Antananarivo, 14 Mai, 20h35 – De lourdes peines pour deux anciens dirigeants de la Jirama. Vonjy Andriamanga et Rivo Radanielina, respectivement, ancien directeur général et ancien directeur général par intérim de cette société d’Etat, écopent tous deux de dix ans de travaux forcés assortis d’une amende de 40 millions d’ariary, d’après Alain Raondry, avocat d’un des prévenus et bâtonnier présent au procès. Angelsa Zasy, directrice générale adjointe de la société au moment des faits, a également écopé de la même peine. Aucun d’entre eux n’était présent à l’audience. Le procès marathon d’une quarantaine d’employés de la Jirama a débuté lundi et s’est terminé ce mardi au niveau de la cour criminelle du pôle anti-corruption d’Antananarivo.
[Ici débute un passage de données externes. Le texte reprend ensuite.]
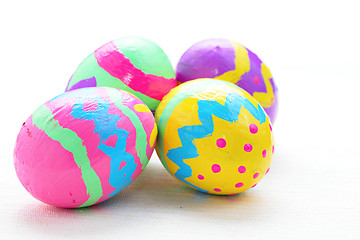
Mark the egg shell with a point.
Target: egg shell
(84, 146)
(214, 137)
(133, 64)
(229, 61)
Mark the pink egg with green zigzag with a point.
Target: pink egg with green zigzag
(133, 64)
(84, 146)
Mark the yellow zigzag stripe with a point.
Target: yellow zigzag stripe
(266, 99)
(242, 64)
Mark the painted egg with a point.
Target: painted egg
(226, 60)
(84, 146)
(133, 64)
(214, 136)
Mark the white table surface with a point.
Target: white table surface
(312, 49)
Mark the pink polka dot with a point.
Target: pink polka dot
(242, 169)
(264, 153)
(221, 143)
(253, 128)
(248, 147)
(216, 168)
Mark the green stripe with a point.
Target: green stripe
(69, 140)
(90, 68)
(146, 55)
(193, 88)
(140, 145)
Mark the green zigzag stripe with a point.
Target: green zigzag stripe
(140, 145)
(69, 140)
(90, 68)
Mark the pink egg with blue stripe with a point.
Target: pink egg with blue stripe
(84, 146)
(133, 64)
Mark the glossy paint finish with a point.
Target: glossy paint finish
(214, 137)
(84, 146)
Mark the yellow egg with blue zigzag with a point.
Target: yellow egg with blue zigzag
(214, 137)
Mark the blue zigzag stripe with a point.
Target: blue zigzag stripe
(228, 112)
(105, 125)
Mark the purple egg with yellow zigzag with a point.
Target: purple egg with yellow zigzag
(229, 61)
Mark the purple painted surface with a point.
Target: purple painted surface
(271, 111)
(89, 82)
(217, 57)
(248, 80)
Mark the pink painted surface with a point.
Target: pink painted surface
(117, 65)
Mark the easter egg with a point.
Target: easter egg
(133, 64)
(229, 61)
(84, 146)
(214, 137)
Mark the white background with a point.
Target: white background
(312, 49)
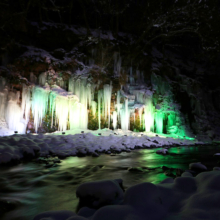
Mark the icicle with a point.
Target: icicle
(13, 115)
(140, 112)
(159, 122)
(93, 107)
(33, 78)
(52, 102)
(74, 112)
(39, 105)
(149, 115)
(114, 119)
(125, 116)
(61, 109)
(26, 102)
(118, 104)
(3, 102)
(43, 78)
(107, 93)
(100, 97)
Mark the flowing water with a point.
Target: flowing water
(29, 188)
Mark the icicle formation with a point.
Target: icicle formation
(75, 113)
(114, 120)
(159, 122)
(26, 102)
(117, 64)
(104, 100)
(100, 97)
(93, 107)
(125, 116)
(39, 105)
(84, 91)
(43, 78)
(107, 93)
(3, 97)
(149, 115)
(13, 115)
(118, 104)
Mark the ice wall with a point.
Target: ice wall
(39, 104)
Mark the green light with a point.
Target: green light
(159, 122)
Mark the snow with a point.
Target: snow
(81, 142)
(184, 198)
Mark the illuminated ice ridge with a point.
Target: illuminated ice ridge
(69, 110)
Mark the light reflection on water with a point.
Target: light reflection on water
(33, 189)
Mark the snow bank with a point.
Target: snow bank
(184, 198)
(73, 143)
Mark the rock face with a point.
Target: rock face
(169, 54)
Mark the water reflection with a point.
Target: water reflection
(31, 188)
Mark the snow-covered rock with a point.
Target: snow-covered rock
(74, 143)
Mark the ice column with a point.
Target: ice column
(42, 78)
(93, 107)
(114, 119)
(149, 115)
(74, 112)
(100, 97)
(107, 93)
(125, 116)
(159, 122)
(39, 104)
(13, 115)
(118, 104)
(84, 91)
(26, 102)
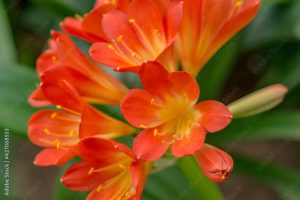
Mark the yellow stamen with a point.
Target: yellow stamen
(238, 4)
(155, 133)
(54, 58)
(56, 143)
(132, 20)
(143, 126)
(68, 110)
(120, 37)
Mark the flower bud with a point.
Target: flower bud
(216, 164)
(259, 101)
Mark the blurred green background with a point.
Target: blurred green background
(265, 147)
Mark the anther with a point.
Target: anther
(111, 47)
(131, 20)
(120, 37)
(47, 131)
(91, 171)
(143, 126)
(53, 115)
(57, 144)
(155, 133)
(54, 58)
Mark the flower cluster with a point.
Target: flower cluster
(152, 39)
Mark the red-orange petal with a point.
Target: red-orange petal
(183, 83)
(110, 150)
(116, 24)
(190, 144)
(138, 109)
(155, 80)
(94, 122)
(215, 163)
(74, 27)
(215, 116)
(151, 25)
(77, 176)
(63, 94)
(53, 157)
(103, 54)
(173, 19)
(139, 173)
(47, 126)
(146, 146)
(38, 99)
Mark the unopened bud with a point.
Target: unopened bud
(259, 101)
(216, 164)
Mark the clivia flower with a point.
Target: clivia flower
(144, 32)
(216, 164)
(89, 26)
(107, 168)
(168, 111)
(207, 25)
(64, 61)
(58, 131)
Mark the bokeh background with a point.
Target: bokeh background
(266, 147)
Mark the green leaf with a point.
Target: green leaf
(214, 75)
(274, 22)
(162, 185)
(273, 125)
(16, 83)
(282, 180)
(62, 192)
(57, 8)
(7, 47)
(203, 187)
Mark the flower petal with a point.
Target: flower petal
(139, 173)
(38, 99)
(173, 19)
(150, 29)
(103, 54)
(48, 128)
(188, 145)
(138, 109)
(184, 84)
(155, 80)
(110, 151)
(74, 27)
(62, 94)
(215, 116)
(94, 122)
(146, 146)
(215, 163)
(53, 157)
(78, 178)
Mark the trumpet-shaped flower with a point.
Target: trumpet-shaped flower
(64, 61)
(89, 26)
(107, 168)
(166, 108)
(216, 164)
(207, 25)
(58, 131)
(144, 32)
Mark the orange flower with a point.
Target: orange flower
(207, 25)
(216, 164)
(167, 109)
(58, 131)
(144, 32)
(107, 168)
(89, 27)
(64, 61)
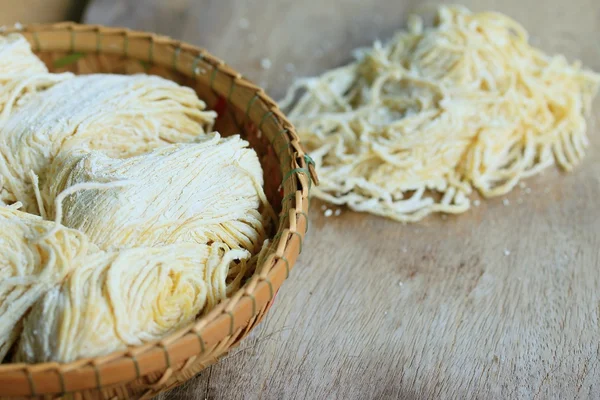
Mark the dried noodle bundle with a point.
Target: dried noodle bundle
(120, 115)
(411, 127)
(31, 265)
(117, 299)
(200, 192)
(22, 74)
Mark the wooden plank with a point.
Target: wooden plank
(501, 302)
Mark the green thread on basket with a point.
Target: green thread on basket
(309, 160)
(281, 148)
(67, 60)
(279, 134)
(297, 170)
(176, 57)
(288, 197)
(250, 104)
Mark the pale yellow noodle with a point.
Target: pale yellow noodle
(412, 126)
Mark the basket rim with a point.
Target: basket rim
(233, 317)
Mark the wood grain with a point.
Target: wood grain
(500, 303)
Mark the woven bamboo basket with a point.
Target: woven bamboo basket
(144, 371)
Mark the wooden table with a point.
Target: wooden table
(500, 303)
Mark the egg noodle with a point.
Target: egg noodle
(121, 218)
(413, 126)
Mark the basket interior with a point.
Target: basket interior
(242, 109)
(231, 119)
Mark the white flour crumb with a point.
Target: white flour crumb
(289, 67)
(244, 23)
(265, 63)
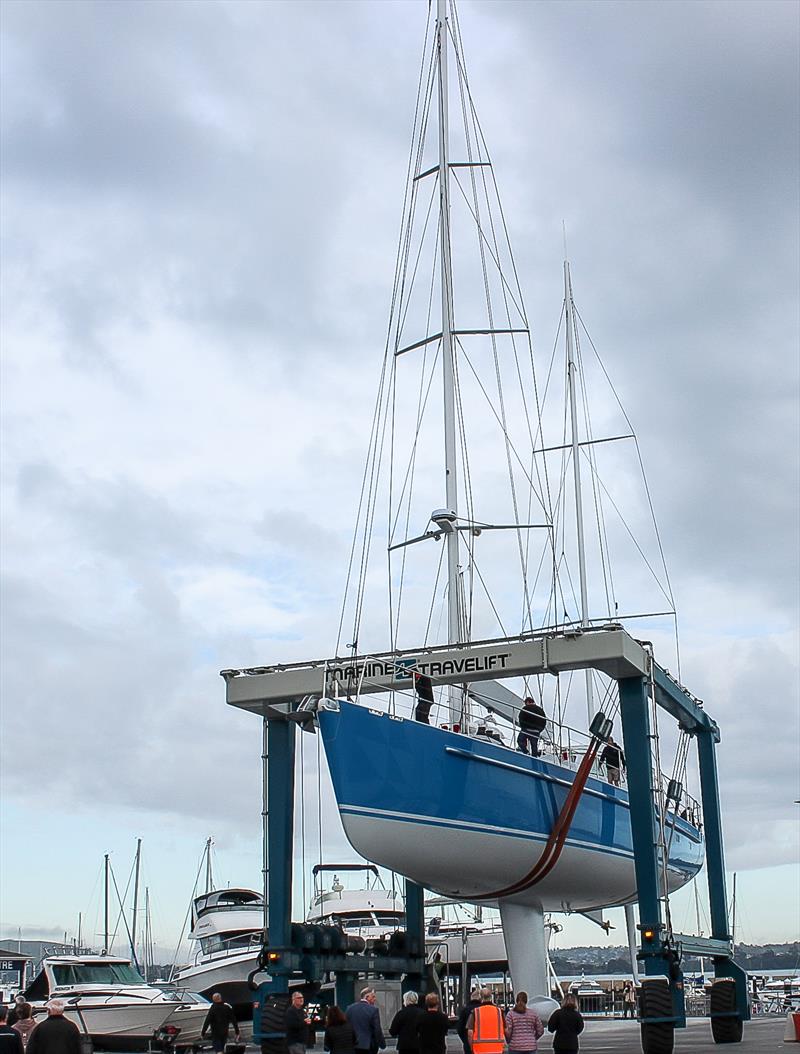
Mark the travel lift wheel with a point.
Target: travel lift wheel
(726, 1029)
(656, 1000)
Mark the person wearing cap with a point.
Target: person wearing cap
(424, 698)
(56, 1034)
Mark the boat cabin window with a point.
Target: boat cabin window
(97, 973)
(228, 900)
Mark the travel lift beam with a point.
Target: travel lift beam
(310, 953)
(286, 694)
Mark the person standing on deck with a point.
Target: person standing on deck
(485, 1029)
(219, 1018)
(532, 722)
(424, 687)
(366, 1020)
(613, 759)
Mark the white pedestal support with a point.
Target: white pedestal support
(526, 948)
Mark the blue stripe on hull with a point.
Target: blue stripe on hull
(395, 778)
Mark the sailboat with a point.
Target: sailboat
(443, 794)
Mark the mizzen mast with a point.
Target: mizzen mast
(454, 620)
(574, 443)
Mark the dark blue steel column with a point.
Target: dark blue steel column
(636, 730)
(715, 861)
(280, 740)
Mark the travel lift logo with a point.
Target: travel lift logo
(402, 670)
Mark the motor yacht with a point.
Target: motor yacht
(110, 1001)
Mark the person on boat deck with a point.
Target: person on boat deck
(613, 759)
(532, 722)
(296, 1022)
(485, 1029)
(424, 698)
(431, 1027)
(219, 1018)
(338, 1037)
(461, 1028)
(404, 1025)
(366, 1020)
(56, 1034)
(11, 1041)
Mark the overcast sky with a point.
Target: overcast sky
(200, 206)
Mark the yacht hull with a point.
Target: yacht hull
(227, 975)
(467, 817)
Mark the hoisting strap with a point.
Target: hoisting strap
(558, 836)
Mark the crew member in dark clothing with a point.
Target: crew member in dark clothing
(567, 1025)
(11, 1041)
(404, 1025)
(339, 1037)
(431, 1027)
(424, 698)
(532, 722)
(55, 1034)
(461, 1028)
(219, 1018)
(613, 759)
(296, 1026)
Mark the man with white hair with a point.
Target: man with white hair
(56, 1034)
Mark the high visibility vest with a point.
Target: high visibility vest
(488, 1034)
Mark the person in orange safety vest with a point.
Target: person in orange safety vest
(485, 1027)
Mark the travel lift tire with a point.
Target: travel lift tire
(726, 1029)
(656, 1000)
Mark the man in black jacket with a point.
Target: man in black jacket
(461, 1028)
(55, 1034)
(296, 1026)
(219, 1018)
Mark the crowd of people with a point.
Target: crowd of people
(422, 1028)
(20, 1034)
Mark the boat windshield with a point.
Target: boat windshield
(97, 973)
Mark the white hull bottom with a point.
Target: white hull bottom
(526, 943)
(432, 856)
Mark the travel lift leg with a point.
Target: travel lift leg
(297, 950)
(662, 1007)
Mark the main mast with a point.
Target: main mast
(571, 370)
(454, 626)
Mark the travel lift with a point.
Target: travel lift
(287, 696)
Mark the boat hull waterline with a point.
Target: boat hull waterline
(486, 806)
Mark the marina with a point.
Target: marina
(503, 732)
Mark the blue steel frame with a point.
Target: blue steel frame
(659, 955)
(281, 734)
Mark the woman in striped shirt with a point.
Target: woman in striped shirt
(523, 1027)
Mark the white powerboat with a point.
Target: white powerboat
(362, 909)
(228, 930)
(109, 1000)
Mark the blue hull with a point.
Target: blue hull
(467, 817)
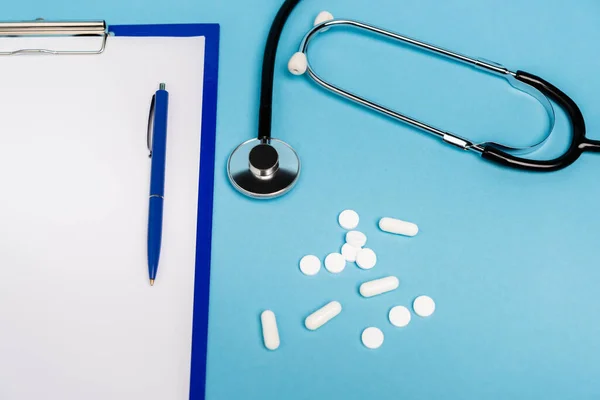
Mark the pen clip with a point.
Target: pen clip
(150, 126)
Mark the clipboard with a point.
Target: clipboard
(211, 34)
(206, 191)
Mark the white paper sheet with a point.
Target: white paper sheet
(78, 319)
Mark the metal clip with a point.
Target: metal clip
(42, 28)
(150, 126)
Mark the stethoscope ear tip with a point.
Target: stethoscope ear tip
(263, 169)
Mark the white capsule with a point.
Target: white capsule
(270, 331)
(356, 238)
(322, 315)
(323, 16)
(398, 227)
(298, 63)
(379, 286)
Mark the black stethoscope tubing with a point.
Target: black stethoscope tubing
(579, 142)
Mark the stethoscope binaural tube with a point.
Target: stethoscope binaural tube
(491, 151)
(265, 167)
(579, 142)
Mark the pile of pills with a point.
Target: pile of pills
(354, 251)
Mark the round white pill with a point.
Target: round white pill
(366, 258)
(399, 316)
(335, 263)
(310, 265)
(349, 252)
(372, 338)
(348, 219)
(424, 306)
(356, 238)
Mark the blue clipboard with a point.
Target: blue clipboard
(206, 183)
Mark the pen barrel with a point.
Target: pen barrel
(159, 143)
(155, 220)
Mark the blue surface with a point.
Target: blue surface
(510, 257)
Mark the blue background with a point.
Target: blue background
(510, 257)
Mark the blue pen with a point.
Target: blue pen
(157, 144)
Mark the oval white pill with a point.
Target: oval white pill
(349, 252)
(379, 286)
(424, 306)
(366, 258)
(310, 265)
(323, 315)
(398, 227)
(270, 331)
(356, 238)
(348, 219)
(372, 338)
(335, 263)
(399, 316)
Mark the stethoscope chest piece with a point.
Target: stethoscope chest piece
(263, 168)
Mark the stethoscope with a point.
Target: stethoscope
(266, 167)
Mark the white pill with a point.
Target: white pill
(298, 64)
(310, 265)
(399, 316)
(323, 315)
(323, 16)
(398, 227)
(372, 338)
(335, 263)
(349, 252)
(356, 238)
(366, 258)
(424, 306)
(379, 286)
(270, 331)
(348, 219)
Ces responsables sont notamment condamnés d’abus de fonction, de détournement de denier public et de blanchiment d’argent. Outre les peines de prison et de travaux forcés, tous les condamnés sont également condamnés à payer 2,5 milliards d’ariary conjointement et solidairement à la Jirama en guise de dommages et intérêts. Les comptes bancaires des condamnés sont également saisis. La Cour a ordonné leur saisie par l’Agence de recouvrement des avoirs illicite (Arai).

Les condamnations sont diverses pour les autres personnes qui ont comparu dans le cadre de cette affaire. A noter qu’ils étaient 48 à avoir été appelés à comparaître devant la Cour. La majorité sont condamnés pour avoir été bénéficiaires de détournement tandis que d’autres ont été relaxés.

L’affaire des primes exceptionnelles au sein de la Jirama avait éclaté à la fin de l’année 2021. Le document qui montrait les primes exceptionnelles versées à des hauts responsables de la Jirama avait fuité sur les réseaux sociaux. Les primes allaient de 40 millions jusqu’à 180 millions d’ariary. A cela s’ajoute l’affaire du non-respect des règles de passation de marchés publics à travers l’acquisition de véhicules sans appel d’offres et sans l’aval du conseil d’administration effectué par des hauts responsables de la Jirama. La Bianco s’est saisie de l’affaire et en 2022, ce sont 40 anciens hauts responsables de la Jirama qui ont été traduits devant le parquet du PAC ayant conduit à la détention préventive de plusieurs hauts responsables et l’émission d’avis de recherche contre d’autres.